Synonym: Allium douglasii var. nevii
Nevius' onion growing in the drying streambed of Swale Creek about one mile west of Harms Road, Klickitat County, WA..............May 8, 2010.
Nevius' onion is an attractive wildflower with 2 basal leaves and a single leafless scape giving rise to a cluster of flowers at its tip. The stem is usually held higher than the leaves. The leaves are either convex in cross section and 2-8 mm wide or strongly flattened and up to 15 mm wide. The leaves usually persist until flowering. The scape is usually 2o-30 cm high.
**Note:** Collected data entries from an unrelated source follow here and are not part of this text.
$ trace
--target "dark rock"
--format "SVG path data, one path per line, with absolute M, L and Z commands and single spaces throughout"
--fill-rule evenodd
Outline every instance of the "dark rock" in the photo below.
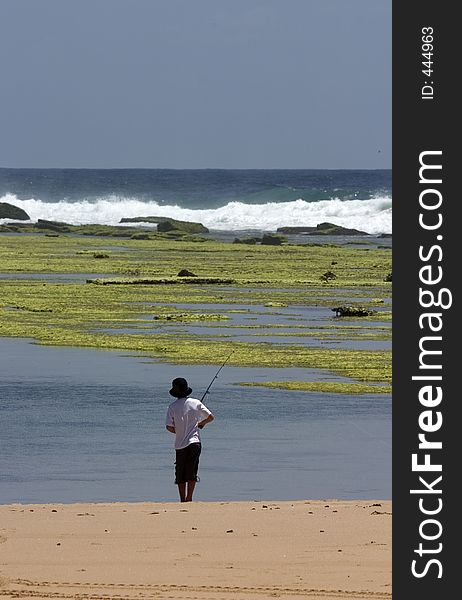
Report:
M 181 227 L 179 227 L 178 223 L 175 223 L 174 221 L 161 221 L 160 223 L 157 224 L 157 231 L 160 231 L 162 233 L 166 233 L 166 232 L 177 232 L 177 231 L 185 231 L 184 229 L 181 229 Z
M 167 217 L 124 217 L 119 223 L 160 223 L 161 221 L 169 221 Z
M 311 233 L 316 231 L 316 227 L 278 227 L 276 231 L 278 233 Z
M 29 221 L 30 217 L 25 210 L 8 204 L 8 202 L 0 202 L 0 219 L 15 219 L 18 221 Z
M 72 227 L 70 223 L 64 221 L 48 221 L 47 219 L 37 219 L 37 225 L 55 225 L 56 227 Z
M 60 221 L 46 221 L 45 219 L 38 219 L 35 227 L 37 229 L 51 229 L 51 231 L 68 233 L 71 231 L 72 225 L 69 225 L 69 223 L 61 223 Z
M 337 279 L 337 275 L 332 271 L 326 271 L 319 278 L 321 281 L 330 281 L 331 279 Z
M 337 306 L 332 309 L 336 317 L 370 317 L 375 310 L 368 310 L 362 306 Z
M 24 223 L 24 221 L 11 221 L 5 225 L 0 225 L 1 231 L 14 231 L 15 233 L 33 233 L 37 231 L 35 223 Z
M 158 279 L 87 279 L 87 283 L 95 285 L 177 285 L 179 283 L 187 284 L 192 283 L 194 285 L 220 285 L 220 284 L 231 284 L 236 283 L 235 279 L 221 279 L 220 277 L 197 277 L 197 278 L 161 278 Z
M 197 275 L 195 275 L 191 271 L 188 271 L 188 269 L 181 269 L 177 277 L 197 277 Z
M 388 273 L 388 275 L 384 277 L 384 281 L 393 281 L 393 273 Z
M 392 234 L 391 233 L 381 233 L 379 236 L 377 236 L 379 238 L 391 238 Z
M 316 227 L 278 227 L 281 233 L 304 233 L 306 235 L 368 235 L 365 231 L 349 229 L 334 223 L 319 223 Z
M 233 244 L 249 244 L 255 245 L 257 242 L 261 242 L 262 238 L 245 237 L 245 238 L 234 238 Z
M 127 217 L 120 220 L 120 223 L 156 223 L 157 231 L 184 231 L 186 233 L 208 233 L 207 227 L 202 223 L 192 221 L 177 221 L 169 217 Z
M 157 231 L 185 231 L 186 233 L 208 233 L 207 227 L 202 223 L 188 223 L 186 221 L 174 221 L 173 219 L 162 221 L 157 225 Z
M 22 221 L 11 222 L 0 225 L 0 233 L 48 233 L 57 232 L 61 234 L 76 234 L 95 237 L 120 237 L 139 240 L 178 240 L 181 242 L 206 242 L 208 237 L 184 230 L 173 229 L 165 233 L 158 233 L 153 228 L 129 227 L 126 225 L 69 225 L 59 221 L 48 221 L 39 219 L 37 223 L 25 223 Z
M 316 226 L 316 231 L 308 235 L 368 235 L 365 231 L 359 229 L 349 229 L 333 223 L 320 223 Z
M 318 223 L 318 225 L 316 225 L 317 231 L 327 231 L 328 229 L 332 229 L 334 227 L 341 227 L 341 226 L 336 225 L 335 223 L 329 223 L 328 221 L 324 221 L 323 223 Z
M 262 246 L 281 246 L 284 242 L 287 242 L 285 236 L 274 233 L 265 233 L 261 239 Z

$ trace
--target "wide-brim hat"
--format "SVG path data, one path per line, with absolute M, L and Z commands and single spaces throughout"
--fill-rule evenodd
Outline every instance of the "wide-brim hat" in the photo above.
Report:
M 192 389 L 188 386 L 186 379 L 177 377 L 172 381 L 172 389 L 169 391 L 169 394 L 175 398 L 184 398 L 192 394 Z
Two or three broadly ovate bracts with short-pointed tips subtend the umbel. The bracts are 5-7 nerved. The umbel is several to many-flowered with individual flowers on thin pedicels which are 2-3 times longer than the tepals. The 6 tepals range from 6-10 mm long and are narrowly lanceolate with pointed tips. The coloration is pink or rarely white. The midribs of the tepals are prominent. The stamens are as long as or longer than the perianth with oblong, obtuse, or acute anthers.
Grasslands, sagebrush desert, and ponderosa pine forests in shallow, winter wet soils.
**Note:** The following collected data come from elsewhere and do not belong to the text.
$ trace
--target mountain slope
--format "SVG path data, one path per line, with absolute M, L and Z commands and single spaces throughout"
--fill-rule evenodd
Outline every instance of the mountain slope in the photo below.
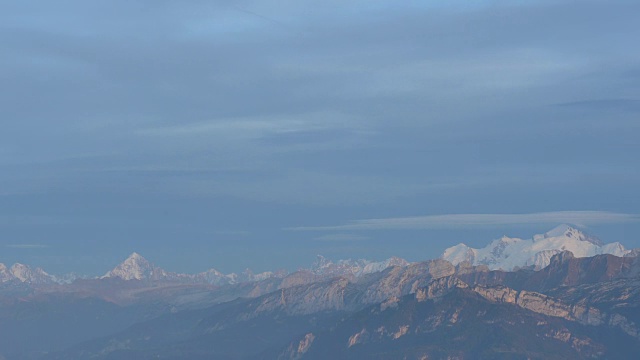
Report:
M 182 311 L 48 358 L 586 359 L 640 351 L 634 318 L 615 310 L 624 299 L 609 298 L 605 311 L 444 276 L 410 295 L 363 302 L 388 279 L 366 287 L 335 279 Z M 316 302 L 326 305 L 308 311 Z
M 279 359 L 620 358 L 640 341 L 618 329 L 581 325 L 470 289 L 421 301 L 406 296 L 373 306 L 292 342 Z M 268 358 L 268 357 L 265 357 Z

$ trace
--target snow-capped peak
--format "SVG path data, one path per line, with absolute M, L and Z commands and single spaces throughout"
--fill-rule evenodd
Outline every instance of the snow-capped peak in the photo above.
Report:
M 576 257 L 598 254 L 624 256 L 629 252 L 620 243 L 605 245 L 598 238 L 563 224 L 530 240 L 505 236 L 481 249 L 459 244 L 446 249 L 442 258 L 454 265 L 468 261 L 473 265 L 487 265 L 490 269 L 513 270 L 525 266 L 540 269 L 549 265 L 553 255 L 563 251 L 570 251 Z
M 602 241 L 597 237 L 587 235 L 584 232 L 578 230 L 576 227 L 568 224 L 562 224 L 562 225 L 556 226 L 555 228 L 544 233 L 543 235 L 536 235 L 534 236 L 534 240 L 538 240 L 540 239 L 540 237 L 544 239 L 565 237 L 565 238 L 575 239 L 579 241 L 590 242 L 597 246 L 604 245 Z
M 51 284 L 55 280 L 41 268 L 31 268 L 28 265 L 15 263 L 11 268 L 0 264 L 0 282 L 17 280 L 27 284 Z
M 327 269 L 333 265 L 333 261 L 318 254 L 316 255 L 316 261 L 313 263 L 311 270 L 314 272 L 321 272 L 323 269 Z
M 9 271 L 5 264 L 0 263 L 0 283 L 11 281 L 15 276 Z
M 571 234 L 573 232 L 579 232 L 579 231 L 569 224 L 560 224 L 554 227 L 553 229 L 547 231 L 546 233 L 544 233 L 543 236 L 545 238 L 558 237 L 558 236 L 564 236 L 567 233 Z
M 127 260 L 145 260 L 146 261 L 147 259 L 145 259 L 144 257 L 142 257 L 142 255 L 134 251 L 131 253 L 131 255 L 129 255 Z
M 162 269 L 155 268 L 142 255 L 134 252 L 113 270 L 106 273 L 103 278 L 121 278 L 123 280 L 143 280 L 150 279 L 154 275 L 159 275 Z M 155 274 L 154 274 L 155 273 Z
M 361 276 L 382 271 L 392 266 L 407 265 L 409 265 L 408 261 L 398 257 L 391 257 L 389 259 L 378 262 L 365 259 L 346 259 L 333 262 L 322 255 L 318 255 L 316 262 L 313 264 L 313 267 L 310 270 L 314 274 L 320 276 Z
M 247 269 L 242 274 L 223 274 L 216 269 L 209 269 L 198 274 L 179 274 L 168 272 L 150 263 L 142 255 L 134 252 L 102 278 L 120 278 L 123 280 L 169 281 L 178 283 L 209 283 L 213 285 L 235 284 L 239 282 L 259 281 L 276 276 L 271 272 L 254 274 Z M 281 275 L 277 275 L 281 276 Z
M 10 268 L 0 264 L 0 283 L 18 281 L 29 285 L 69 284 L 77 277 L 72 278 L 70 274 L 58 277 L 48 274 L 39 267 L 34 269 L 21 263 L 15 263 Z

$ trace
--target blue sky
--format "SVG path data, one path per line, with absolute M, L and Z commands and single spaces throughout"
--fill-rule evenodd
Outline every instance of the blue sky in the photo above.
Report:
M 421 260 L 568 221 L 638 247 L 638 23 L 617 0 L 3 2 L 0 262 Z

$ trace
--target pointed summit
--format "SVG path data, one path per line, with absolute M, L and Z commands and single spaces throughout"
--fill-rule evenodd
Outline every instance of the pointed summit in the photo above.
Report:
M 602 241 L 597 237 L 585 234 L 584 232 L 578 230 L 576 226 L 572 226 L 569 224 L 558 225 L 555 228 L 547 231 L 543 235 L 543 238 L 545 239 L 559 238 L 559 237 L 574 239 L 578 241 L 586 241 L 597 246 L 604 245 Z
M 127 257 L 124 262 L 149 262 L 147 261 L 147 259 L 144 258 L 144 256 L 138 254 L 137 252 L 132 252 L 131 255 L 129 255 L 129 257 Z
M 580 231 L 576 229 L 575 226 L 572 226 L 569 224 L 560 224 L 554 227 L 553 229 L 547 231 L 546 233 L 544 233 L 544 237 L 550 238 L 550 237 L 566 236 L 566 234 L 571 234 L 574 232 L 580 233 Z
M 151 263 L 147 259 L 145 259 L 142 255 L 138 254 L 137 252 L 131 253 L 131 255 L 129 255 L 129 257 L 126 258 L 126 260 L 123 261 L 122 264 L 137 266 L 140 268 L 153 267 L 153 265 L 151 265 Z
M 313 272 L 321 272 L 322 270 L 333 265 L 333 261 L 327 259 L 326 257 L 318 254 L 316 255 L 316 261 L 313 263 L 311 270 Z
M 147 259 L 137 252 L 133 252 L 113 270 L 106 273 L 103 278 L 121 278 L 123 280 L 151 279 L 161 269 L 156 269 Z

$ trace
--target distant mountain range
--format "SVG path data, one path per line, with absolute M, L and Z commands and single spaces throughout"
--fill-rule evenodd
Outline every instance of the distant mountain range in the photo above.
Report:
M 409 262 L 392 257 L 383 261 L 370 261 L 364 259 L 358 260 L 338 260 L 333 262 L 321 255 L 318 255 L 316 262 L 309 269 L 300 269 L 297 272 L 308 273 L 310 277 L 326 277 L 326 276 L 361 276 L 373 272 L 382 271 L 390 266 L 406 266 Z M 231 273 L 223 274 L 216 269 L 197 274 L 181 274 L 166 271 L 155 264 L 152 264 L 142 255 L 134 252 L 129 255 L 122 263 L 108 271 L 103 276 L 93 278 L 99 279 L 121 279 L 121 280 L 137 280 L 151 282 L 168 282 L 168 283 L 184 283 L 184 284 L 211 284 L 211 285 L 230 285 L 245 282 L 256 282 L 269 278 L 284 278 L 290 275 L 286 270 L 266 271 L 255 274 L 247 269 L 240 274 Z M 45 285 L 45 284 L 70 284 L 75 280 L 91 279 L 87 276 L 79 276 L 77 274 L 66 274 L 56 276 L 48 274 L 41 268 L 32 268 L 28 265 L 16 263 L 10 268 L 0 263 L 0 283 L 6 282 L 22 282 L 29 285 Z
M 226 275 L 170 273 L 134 253 L 102 277 L 70 283 L 1 266 L 0 359 L 623 359 L 640 352 L 638 251 L 571 226 L 461 249 L 415 263 L 318 257 L 291 273 Z
M 486 265 L 491 270 L 513 270 L 516 268 L 533 267 L 541 269 L 549 265 L 553 255 L 563 251 L 571 251 L 576 257 L 588 257 L 599 254 L 625 256 L 633 252 L 627 250 L 618 242 L 603 244 L 599 239 L 587 235 L 570 225 L 560 225 L 544 234 L 535 235 L 532 239 L 523 240 L 504 236 L 492 241 L 481 249 L 474 249 L 465 244 L 459 244 L 446 249 L 442 259 L 458 265 L 469 262 L 472 265 Z M 321 255 L 308 271 L 315 276 L 349 275 L 362 276 L 382 271 L 390 266 L 407 266 L 409 262 L 392 257 L 383 261 L 370 260 L 338 260 L 333 262 Z M 166 271 L 145 259 L 138 253 L 132 253 L 122 263 L 108 271 L 101 279 L 119 278 L 123 280 L 166 281 L 182 283 L 202 283 L 212 285 L 237 284 L 255 282 L 271 277 L 284 278 L 289 273 L 285 270 L 267 271 L 254 274 L 247 269 L 240 274 L 223 274 L 216 269 L 209 269 L 198 274 L 180 274 Z M 0 283 L 20 281 L 28 284 L 68 284 L 86 276 L 66 274 L 62 276 L 50 275 L 41 268 L 31 268 L 28 265 L 16 263 L 7 268 L 0 263 Z

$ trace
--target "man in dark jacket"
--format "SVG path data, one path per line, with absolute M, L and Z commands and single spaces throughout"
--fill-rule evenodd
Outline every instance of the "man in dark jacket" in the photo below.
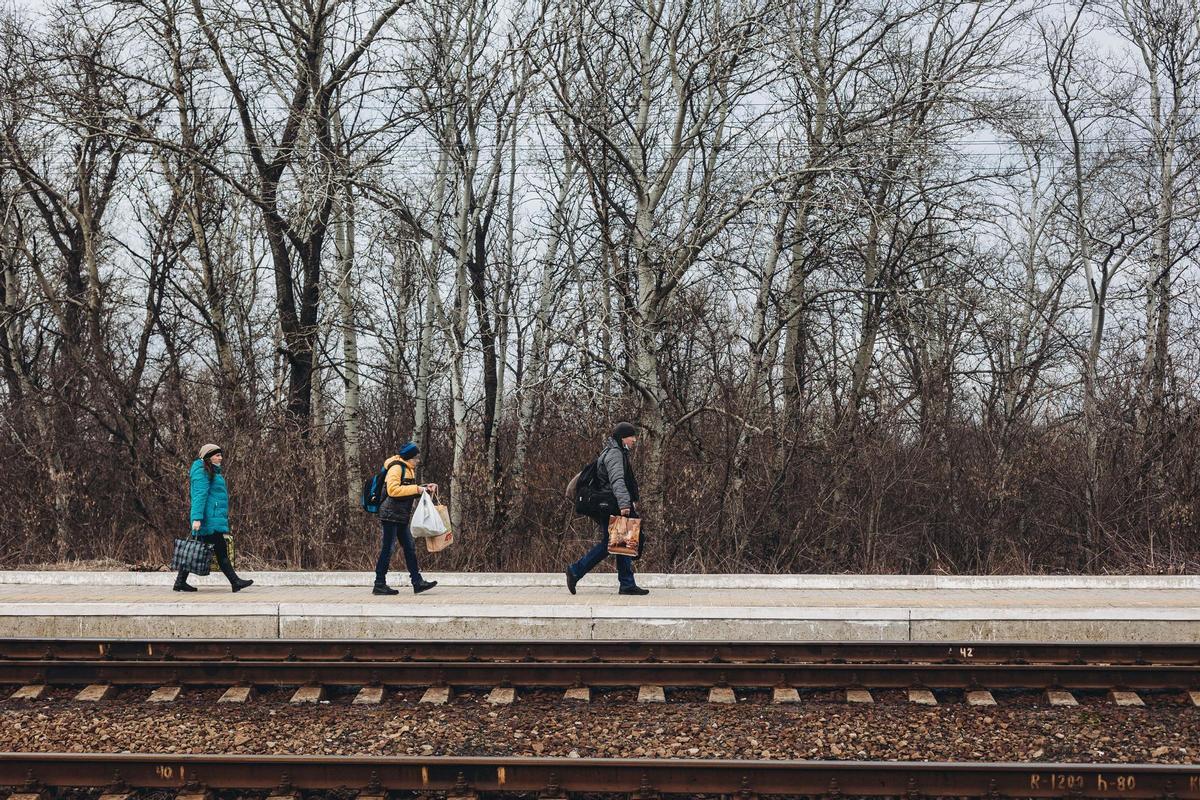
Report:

Nevius' onion is found wholly east of the Cascade Mountains, from Kittitas County, WA south to northern Oregon.
In the Columbia River Gorge it may be found at elevations of 200'-2300' from the Major Creek plateau east to the Columbia Hills north of the Dallesport, WA.
-Nevius' onion blooming at the edge of a vernal pool (with common camas, Camassia quamash) to the northwest of The Dalles, Oregon...........May 14, 2012.
Douglas' onion from the Columbia Hills ............June 1, 1997.